You know how some people just seem to need more help with, well, life than others? It appears that I am such a person. Which is why I am so very grateful on a daily basis that some small number of years ago on this day, there was this beautiful baby girl was born in Mobile, AL. She is Daddy's girl to a large degree, not least in that she looks like him with those beautiful eyes. She was raised a country girl in Choctaw County, AL. I think she could probably ride a horse about the same time she could walk. She has simple tastes: loves to cook, to sing & play music, to study her Bible, to serve others. Mostly she wants to be in the background of life.
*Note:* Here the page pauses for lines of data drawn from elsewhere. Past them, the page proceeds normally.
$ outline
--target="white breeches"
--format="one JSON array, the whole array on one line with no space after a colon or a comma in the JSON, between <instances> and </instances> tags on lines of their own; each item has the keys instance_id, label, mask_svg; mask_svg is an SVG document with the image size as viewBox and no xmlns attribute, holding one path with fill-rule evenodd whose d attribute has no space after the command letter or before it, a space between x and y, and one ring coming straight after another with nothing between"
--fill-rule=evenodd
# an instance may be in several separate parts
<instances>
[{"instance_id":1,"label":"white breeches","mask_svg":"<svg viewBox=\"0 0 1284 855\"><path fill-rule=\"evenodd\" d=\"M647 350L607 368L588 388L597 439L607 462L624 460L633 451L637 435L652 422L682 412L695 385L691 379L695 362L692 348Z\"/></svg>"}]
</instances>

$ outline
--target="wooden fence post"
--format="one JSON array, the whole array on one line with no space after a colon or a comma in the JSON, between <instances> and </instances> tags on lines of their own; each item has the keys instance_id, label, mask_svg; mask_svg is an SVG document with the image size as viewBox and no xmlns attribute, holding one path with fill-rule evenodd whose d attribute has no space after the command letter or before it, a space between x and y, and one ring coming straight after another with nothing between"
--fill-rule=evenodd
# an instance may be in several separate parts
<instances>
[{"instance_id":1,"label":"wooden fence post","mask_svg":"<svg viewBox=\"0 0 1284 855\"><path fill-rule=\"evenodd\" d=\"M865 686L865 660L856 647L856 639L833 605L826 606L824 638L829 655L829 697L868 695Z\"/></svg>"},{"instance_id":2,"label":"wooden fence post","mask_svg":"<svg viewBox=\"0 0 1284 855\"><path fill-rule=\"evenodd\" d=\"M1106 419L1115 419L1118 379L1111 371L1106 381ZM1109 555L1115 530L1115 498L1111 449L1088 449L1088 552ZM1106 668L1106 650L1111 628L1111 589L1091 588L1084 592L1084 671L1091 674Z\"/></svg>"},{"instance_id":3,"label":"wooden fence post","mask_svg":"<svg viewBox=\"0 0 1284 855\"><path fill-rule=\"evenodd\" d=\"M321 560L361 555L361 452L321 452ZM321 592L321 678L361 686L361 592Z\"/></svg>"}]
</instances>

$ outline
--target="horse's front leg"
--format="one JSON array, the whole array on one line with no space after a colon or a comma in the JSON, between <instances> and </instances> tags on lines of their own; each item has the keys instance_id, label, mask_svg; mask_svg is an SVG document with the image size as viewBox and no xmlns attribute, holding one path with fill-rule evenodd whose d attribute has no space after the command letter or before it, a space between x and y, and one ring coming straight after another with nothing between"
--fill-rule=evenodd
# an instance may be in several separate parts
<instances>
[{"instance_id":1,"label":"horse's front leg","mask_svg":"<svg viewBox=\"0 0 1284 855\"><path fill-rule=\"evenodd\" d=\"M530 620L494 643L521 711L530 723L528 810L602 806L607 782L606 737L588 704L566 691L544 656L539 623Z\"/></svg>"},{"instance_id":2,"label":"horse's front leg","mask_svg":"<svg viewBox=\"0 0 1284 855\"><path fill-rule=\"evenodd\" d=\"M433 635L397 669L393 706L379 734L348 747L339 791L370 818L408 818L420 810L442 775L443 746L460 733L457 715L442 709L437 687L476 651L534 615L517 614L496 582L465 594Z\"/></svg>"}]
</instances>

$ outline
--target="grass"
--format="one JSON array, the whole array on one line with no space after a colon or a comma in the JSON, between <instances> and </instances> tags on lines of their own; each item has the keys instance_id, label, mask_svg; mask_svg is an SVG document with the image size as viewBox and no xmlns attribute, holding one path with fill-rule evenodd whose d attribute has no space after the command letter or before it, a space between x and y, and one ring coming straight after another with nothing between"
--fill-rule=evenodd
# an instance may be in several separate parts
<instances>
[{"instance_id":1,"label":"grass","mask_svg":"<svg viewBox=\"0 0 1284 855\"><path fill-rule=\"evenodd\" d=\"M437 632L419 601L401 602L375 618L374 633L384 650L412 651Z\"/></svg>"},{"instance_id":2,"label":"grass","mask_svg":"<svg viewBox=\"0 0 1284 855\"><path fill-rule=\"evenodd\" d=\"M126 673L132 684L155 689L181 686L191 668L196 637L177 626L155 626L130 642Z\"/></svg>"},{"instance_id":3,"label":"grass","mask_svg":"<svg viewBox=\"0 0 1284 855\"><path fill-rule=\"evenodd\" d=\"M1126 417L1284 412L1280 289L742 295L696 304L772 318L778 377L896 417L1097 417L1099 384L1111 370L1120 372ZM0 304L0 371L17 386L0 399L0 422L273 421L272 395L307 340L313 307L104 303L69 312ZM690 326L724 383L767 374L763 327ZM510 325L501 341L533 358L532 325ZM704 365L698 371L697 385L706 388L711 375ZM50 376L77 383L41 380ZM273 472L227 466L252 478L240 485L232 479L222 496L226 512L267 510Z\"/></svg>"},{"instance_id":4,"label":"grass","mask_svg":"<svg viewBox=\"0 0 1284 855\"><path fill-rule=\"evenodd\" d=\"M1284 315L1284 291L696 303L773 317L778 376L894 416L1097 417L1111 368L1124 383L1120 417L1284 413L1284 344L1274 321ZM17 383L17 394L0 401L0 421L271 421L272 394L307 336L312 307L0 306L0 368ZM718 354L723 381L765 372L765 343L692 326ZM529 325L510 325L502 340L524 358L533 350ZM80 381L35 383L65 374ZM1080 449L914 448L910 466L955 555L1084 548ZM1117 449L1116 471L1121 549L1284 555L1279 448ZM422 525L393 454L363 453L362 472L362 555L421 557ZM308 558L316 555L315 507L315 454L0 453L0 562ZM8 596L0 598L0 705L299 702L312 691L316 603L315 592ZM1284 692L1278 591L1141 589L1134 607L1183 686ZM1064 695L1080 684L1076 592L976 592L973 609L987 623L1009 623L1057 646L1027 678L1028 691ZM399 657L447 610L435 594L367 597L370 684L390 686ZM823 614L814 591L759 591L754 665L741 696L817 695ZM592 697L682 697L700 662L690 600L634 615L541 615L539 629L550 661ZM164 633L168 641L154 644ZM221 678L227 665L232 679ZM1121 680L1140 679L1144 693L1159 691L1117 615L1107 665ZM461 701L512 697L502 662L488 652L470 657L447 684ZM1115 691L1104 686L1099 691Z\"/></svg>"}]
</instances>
After high school, off she went to the University of Alabama for college. Her second year there, this rather odd dude transferred there from out of state, and moved in with some of her neighbors. They began hanging out & discovered that they shared a love for good music, football, basketball, softball, grilling, and other things. Went on a date. Then another. This June 2, she will have been married to him...to me...for 25 years.
She received a bachelor's degree in accounting from Alabama, which is typically a top 20 accounting program in the nation. In the nation. A very impressive degree to obtain. She then was underemployed to help put the oddball dude through graduate school. His M.A. program became a Ph.D. program.
Then it was off to Indiana for a couple years. A beloved son was born there. Another move to Hattiesburg, MS 20 years ago this coming July. A treasured daughter was born here. Amazing spiritual growth for the hubby; less for her, because she needed less. 7 years on staff with the faculty ministry of Campus Crusade for Christ. Great challenges...
Illness--particularly 2 go-rounds with cancer for the hubby, financial struggle, financial success, job changes for both of them, a child moving out of the home, with the 2nd to follow this August, international mission trips--both with and without the hubby.
And through it all, a solid, steady faith and love for family and friends, reflected through those beautiful eyes and those tender, hard-working hands.
I, among men, am most blessed. Today is Lisa's birthday. Join me in thanking God for her, and praying for her, won't you? A thousand years of being thankful for her would not be sufficient for me...
Happy Birthday, Lisa! I love you! And I am so very blessed to walk this road together with you...and am absolutely a better man, a better husband, a better father, a better professor, and a better follower of Christ because of you.